A California woman serving life behind bars for a string of brutal attacks is once again drawing attention — not for her crimes, but for her surprising role as an advocate for fellow inmates. And many say the irony is impossible to ignore.
Dana Sue Gray, now 67, has spent nearly three decades in prison after admitting to a series of violent assaults in the mid-1990s. In a 2024 interview with The Independent, Gray claimed she now fights for women behind bars, telling the outlet, “Most women are taught to stay quiet and follow orders — that’s why so many don’t push back.”

But long before she began championing prisoner rights, Gray was at the center of one of Southern California’s most disturbing crime sprees — one prosecutors say wasn’t fully accounted for in the plea deal that sent her to prison in 1998.
A Crime Scene That Shocked Investigators
Detective Joseph Greco of the Perris Police Department still remembers the day he walked into an upscale Canyon Lake home on February 16, 1994. Inside, 86-year-old Norma Davis lay dead after being stabbed repeatedly and strangled with a phone cord.
Greco told A&E Crime + Investigation the violence went far beyond what was needed to kill the elderly woman. “It was personal,” he said, describing the scene as “overkill.”
An unusual shoe print found in the kitchen caught investigators’ attention — a small sneaker that didn’t belong to the victim or her caregivers. “That’s when I first considered the attacker could be a woman,” Greco recalled.
At that point, Gray wasn’t even on the radar. Detectives initially focused on Davis’ former daughter-in-law, Jeri Armbrust, and her family, including Armbrust’s stepdaughter, Dana Gray. But there wasn’t enough to tie any of them to the crime.

A Second Killing Raises Alarm Bells
Twelve days later, Greco was called back to the same gated community for another murder. This time, 66-year-old June Roberts had been beaten with a wine decanter and strangled — again with a phone cord. Items of value were left behind, but her credit cards were gone.
Robbery didn’t seem like the point, Greco noted. “The violence came first,” he said.
Investigators tracked the stolen cards to several stores, including a hair salon where a woman who matched the suspect profile had just dyed her blonde hair red. The young boy with her described her as his “other mommy,” a detail that would soon play a critical role.
A Survivor Points the Case Toward Gray
On March 10, 1994, shop worker Dorinda Hawkins was attacked inside an antiques store in Lake Elsinore. Gray strangled her and stole cash before fleeing, but Hawkins lived — and later told investigators the attacker said her rampage “wasn’t about money.”

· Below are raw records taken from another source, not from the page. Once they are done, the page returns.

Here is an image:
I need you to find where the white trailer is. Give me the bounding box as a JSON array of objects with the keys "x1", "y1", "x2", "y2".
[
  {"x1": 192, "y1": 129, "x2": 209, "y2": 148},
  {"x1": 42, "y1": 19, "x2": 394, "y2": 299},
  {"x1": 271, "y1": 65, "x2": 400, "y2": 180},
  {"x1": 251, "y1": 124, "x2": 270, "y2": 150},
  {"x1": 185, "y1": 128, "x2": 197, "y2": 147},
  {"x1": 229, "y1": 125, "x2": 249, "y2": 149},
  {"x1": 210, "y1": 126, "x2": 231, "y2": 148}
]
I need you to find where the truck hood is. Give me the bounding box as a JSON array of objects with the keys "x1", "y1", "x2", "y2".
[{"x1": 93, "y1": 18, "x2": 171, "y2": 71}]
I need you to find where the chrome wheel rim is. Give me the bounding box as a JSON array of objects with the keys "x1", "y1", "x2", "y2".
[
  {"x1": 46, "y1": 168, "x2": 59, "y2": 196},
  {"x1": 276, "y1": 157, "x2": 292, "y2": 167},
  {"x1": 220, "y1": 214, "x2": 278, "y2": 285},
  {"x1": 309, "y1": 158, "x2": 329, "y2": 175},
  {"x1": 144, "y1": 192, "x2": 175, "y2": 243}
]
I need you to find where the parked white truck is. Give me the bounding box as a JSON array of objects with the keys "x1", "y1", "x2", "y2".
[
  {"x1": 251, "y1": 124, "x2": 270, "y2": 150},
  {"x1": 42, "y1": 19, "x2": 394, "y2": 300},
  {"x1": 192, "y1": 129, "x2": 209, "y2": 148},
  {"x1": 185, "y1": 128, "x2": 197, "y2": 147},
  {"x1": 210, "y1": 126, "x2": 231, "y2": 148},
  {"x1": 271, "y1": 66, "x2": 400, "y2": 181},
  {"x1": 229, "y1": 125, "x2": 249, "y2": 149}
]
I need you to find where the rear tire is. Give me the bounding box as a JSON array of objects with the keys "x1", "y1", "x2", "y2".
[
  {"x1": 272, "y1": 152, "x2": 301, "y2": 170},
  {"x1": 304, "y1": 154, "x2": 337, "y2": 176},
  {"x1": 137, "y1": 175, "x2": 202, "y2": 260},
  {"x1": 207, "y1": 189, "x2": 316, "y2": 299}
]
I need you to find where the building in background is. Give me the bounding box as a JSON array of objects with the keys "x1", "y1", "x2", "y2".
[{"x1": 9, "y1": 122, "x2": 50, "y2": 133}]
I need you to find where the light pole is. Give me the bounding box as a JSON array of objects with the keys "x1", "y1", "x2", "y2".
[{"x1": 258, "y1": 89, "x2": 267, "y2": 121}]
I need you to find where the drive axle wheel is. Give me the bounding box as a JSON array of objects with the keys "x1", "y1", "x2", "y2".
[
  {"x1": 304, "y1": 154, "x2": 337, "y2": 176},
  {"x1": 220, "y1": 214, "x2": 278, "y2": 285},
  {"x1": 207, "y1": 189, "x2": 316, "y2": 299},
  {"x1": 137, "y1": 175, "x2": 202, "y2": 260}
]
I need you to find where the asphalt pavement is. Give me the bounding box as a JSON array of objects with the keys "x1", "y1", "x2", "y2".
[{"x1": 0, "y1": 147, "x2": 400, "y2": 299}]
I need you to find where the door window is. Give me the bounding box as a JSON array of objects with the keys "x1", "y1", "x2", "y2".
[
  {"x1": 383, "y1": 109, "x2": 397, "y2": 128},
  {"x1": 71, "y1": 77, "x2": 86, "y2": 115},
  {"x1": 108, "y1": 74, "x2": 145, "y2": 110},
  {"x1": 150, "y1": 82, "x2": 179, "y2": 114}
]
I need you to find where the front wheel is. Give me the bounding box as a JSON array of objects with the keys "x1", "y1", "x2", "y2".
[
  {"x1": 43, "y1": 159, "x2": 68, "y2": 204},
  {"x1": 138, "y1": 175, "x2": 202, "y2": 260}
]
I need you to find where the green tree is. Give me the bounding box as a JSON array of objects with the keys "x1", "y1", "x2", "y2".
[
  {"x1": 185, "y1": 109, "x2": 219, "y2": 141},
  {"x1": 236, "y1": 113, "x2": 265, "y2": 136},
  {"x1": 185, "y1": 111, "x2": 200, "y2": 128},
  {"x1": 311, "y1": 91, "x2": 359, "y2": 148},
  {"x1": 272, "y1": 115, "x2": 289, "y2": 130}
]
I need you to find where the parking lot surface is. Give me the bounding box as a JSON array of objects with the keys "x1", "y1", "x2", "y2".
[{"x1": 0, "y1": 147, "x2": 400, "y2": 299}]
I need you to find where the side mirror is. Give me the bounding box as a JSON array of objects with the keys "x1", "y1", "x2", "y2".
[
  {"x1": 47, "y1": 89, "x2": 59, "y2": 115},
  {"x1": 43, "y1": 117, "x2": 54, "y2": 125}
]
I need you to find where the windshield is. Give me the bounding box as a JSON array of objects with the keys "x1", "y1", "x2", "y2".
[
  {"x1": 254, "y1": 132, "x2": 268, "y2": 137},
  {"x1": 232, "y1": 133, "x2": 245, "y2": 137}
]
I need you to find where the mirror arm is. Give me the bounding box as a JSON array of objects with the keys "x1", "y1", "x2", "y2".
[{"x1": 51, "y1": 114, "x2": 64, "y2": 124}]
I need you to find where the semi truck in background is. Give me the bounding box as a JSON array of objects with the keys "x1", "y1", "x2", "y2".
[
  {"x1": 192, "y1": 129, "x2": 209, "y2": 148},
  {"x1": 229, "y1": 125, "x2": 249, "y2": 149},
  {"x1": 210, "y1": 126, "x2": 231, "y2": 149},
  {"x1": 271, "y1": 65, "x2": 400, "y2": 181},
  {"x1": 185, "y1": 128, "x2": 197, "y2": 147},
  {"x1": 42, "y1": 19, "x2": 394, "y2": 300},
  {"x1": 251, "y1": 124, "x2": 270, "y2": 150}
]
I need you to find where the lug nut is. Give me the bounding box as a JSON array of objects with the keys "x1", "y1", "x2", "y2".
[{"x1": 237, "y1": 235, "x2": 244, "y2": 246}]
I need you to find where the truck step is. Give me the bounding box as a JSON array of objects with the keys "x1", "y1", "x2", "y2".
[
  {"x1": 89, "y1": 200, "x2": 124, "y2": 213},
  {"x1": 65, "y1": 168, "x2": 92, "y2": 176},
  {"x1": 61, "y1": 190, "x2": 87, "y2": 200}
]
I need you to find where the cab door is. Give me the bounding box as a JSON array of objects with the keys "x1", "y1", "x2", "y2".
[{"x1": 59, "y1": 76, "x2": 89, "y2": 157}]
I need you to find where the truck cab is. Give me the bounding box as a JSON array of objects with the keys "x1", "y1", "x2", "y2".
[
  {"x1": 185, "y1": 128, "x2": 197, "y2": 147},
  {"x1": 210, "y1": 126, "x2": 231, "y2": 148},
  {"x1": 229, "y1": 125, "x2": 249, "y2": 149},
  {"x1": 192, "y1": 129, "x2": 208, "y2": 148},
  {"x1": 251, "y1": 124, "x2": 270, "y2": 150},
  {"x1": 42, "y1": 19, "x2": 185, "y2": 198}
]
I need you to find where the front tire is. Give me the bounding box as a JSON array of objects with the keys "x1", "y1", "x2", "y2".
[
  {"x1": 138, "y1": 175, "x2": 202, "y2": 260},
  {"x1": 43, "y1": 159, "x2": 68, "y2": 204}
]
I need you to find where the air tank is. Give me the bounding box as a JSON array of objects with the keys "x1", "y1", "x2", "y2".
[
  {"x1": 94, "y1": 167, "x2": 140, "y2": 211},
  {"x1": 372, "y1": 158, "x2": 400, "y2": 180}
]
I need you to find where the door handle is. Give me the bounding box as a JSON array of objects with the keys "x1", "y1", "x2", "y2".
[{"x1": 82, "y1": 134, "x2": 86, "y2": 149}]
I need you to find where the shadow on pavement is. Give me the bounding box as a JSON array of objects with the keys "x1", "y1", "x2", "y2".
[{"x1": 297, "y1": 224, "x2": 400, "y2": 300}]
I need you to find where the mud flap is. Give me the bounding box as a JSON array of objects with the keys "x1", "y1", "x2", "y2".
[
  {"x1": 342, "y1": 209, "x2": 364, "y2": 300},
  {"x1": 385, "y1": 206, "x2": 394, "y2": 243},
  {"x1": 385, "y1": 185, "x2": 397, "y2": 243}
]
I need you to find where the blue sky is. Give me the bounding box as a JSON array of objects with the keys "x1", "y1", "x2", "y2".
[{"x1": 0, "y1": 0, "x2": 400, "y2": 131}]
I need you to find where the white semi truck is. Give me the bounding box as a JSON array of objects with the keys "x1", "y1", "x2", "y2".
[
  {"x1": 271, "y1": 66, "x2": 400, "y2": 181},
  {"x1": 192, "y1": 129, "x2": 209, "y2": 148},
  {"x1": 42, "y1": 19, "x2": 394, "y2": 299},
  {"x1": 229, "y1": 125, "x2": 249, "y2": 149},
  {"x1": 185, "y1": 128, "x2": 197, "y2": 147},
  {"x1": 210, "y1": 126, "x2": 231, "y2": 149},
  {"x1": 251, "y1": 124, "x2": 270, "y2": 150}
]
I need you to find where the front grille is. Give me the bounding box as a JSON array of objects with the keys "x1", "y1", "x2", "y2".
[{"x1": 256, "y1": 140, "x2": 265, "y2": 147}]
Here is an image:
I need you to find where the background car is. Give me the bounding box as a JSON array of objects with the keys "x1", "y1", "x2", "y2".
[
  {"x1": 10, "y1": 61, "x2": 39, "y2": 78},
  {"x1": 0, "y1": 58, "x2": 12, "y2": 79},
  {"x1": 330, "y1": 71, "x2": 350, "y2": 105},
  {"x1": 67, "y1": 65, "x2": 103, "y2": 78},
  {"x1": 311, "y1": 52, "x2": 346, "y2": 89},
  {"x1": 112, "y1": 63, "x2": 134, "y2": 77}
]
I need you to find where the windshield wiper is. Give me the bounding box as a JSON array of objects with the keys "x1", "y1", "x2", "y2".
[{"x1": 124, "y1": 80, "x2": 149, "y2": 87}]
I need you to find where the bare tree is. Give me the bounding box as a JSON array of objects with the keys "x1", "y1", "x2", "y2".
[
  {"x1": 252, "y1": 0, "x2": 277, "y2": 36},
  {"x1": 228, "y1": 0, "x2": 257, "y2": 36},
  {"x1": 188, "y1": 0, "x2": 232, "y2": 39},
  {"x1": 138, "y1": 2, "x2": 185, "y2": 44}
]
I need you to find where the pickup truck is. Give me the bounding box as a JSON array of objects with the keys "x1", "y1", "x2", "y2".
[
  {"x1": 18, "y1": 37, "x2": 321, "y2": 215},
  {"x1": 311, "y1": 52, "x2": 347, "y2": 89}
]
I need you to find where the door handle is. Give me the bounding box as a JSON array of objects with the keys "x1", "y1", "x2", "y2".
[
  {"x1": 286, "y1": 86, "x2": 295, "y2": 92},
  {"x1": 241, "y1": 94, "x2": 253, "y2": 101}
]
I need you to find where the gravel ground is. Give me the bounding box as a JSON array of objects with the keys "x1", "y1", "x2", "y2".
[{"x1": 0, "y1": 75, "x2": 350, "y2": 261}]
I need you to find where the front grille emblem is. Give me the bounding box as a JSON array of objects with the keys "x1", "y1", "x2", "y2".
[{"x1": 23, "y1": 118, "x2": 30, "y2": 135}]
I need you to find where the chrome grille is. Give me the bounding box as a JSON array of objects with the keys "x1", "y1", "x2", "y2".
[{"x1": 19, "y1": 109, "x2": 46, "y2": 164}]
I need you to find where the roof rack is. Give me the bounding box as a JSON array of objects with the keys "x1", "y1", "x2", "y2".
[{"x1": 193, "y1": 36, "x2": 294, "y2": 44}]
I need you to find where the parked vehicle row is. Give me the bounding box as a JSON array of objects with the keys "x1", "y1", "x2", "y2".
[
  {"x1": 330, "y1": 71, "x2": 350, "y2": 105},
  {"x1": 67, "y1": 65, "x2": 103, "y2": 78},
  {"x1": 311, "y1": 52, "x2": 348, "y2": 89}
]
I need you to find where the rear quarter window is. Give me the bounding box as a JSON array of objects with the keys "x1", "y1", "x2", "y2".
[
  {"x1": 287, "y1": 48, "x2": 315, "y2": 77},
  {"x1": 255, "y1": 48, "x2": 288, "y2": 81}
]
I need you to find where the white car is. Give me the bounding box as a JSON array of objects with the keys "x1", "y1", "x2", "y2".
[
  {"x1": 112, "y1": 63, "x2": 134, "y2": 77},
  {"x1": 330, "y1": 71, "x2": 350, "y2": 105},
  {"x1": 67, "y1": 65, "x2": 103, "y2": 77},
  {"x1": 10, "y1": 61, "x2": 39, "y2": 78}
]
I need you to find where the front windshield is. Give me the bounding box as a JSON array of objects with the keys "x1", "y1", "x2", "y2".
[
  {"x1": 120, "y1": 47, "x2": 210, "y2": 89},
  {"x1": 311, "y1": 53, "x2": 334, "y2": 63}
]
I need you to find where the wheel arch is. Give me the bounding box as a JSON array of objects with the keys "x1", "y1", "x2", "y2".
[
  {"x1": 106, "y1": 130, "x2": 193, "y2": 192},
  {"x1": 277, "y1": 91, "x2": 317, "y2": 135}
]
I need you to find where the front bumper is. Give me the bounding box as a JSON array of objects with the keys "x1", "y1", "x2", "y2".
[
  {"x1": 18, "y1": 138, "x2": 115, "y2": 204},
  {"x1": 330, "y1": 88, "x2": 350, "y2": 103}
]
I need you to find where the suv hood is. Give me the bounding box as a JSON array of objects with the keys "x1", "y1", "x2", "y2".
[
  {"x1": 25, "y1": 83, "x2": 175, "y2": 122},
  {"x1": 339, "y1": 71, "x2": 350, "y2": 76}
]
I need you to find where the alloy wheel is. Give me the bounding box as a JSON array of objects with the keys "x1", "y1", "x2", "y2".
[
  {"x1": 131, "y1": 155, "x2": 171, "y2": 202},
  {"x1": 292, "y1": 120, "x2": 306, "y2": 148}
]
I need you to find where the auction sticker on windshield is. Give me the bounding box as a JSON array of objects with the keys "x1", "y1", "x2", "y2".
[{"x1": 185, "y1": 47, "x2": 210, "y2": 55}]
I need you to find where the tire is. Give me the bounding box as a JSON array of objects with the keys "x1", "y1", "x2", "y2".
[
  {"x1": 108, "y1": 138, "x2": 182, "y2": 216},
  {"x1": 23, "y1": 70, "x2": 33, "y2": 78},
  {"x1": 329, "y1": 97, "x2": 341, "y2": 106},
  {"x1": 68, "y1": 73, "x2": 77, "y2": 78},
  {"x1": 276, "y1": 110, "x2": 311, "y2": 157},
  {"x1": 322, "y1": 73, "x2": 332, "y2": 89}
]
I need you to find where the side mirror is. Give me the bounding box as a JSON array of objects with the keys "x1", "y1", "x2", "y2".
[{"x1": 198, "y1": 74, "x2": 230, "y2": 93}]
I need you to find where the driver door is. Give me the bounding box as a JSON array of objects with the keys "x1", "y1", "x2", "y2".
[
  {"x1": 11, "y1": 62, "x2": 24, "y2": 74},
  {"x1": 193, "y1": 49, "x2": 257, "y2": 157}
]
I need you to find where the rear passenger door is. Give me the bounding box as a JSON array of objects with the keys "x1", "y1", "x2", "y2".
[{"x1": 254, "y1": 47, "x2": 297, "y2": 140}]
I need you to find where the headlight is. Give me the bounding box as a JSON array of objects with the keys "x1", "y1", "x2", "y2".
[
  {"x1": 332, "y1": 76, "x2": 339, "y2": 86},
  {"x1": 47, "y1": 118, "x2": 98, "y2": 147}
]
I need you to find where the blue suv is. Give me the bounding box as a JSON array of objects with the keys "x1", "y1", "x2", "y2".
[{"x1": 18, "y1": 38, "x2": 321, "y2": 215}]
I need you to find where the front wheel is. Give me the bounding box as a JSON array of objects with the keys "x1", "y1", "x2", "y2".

When Greco described the suspect to Armbrust — a formerly blonde woman with new red hair who acted as a mother figure to a young boy — she didn’t have a name at first. But after Gray casually showed up at her house flaunting that exact description, Armbrust called detectives.
A Final Murder Before Police Closed In
Authorities rushed to obtain a search warrant, but before they could serve it, Gray struck again. On March 16, she followed 87-year-old Dora Beebe home and murdered her with a phone cord and a clothes iron, later draining nearly $2,000 from her bank account.
Police searching Gray’s home found a stockpile of evidence: cash from Beebe’s account, items purchased with Roberts’ credit cards, sneakers matching the print at Davis’ murder, and keys from the antiques store. Hawkins later identified Gray in a photo lineup.
Gray initially denied everything, claiming she had “found” the victims’ cards and bank book. She later said she stole because “shopping puts me at rest.”

A Plea Deal That Left Out One Victim
Faced with the death penalty, Gray pursued an insanity defense, but was found mentally competent. Days before trial, she accepted a plea deal: guilty pleas in two murders and one attempted murder. In return, prosecutors agreed not to charge her in Davis’ killing — the one Greco still believes she committed.
“She couldn’t admit to that one,” he said. “It was too close.”
Despite his lingering doubts, Greco said he supports her work with other inmates — with limits. “I think it’s good she’s trying to help,” he stated. “But sincerity is hard to measure in someone capable of that kind of violence.”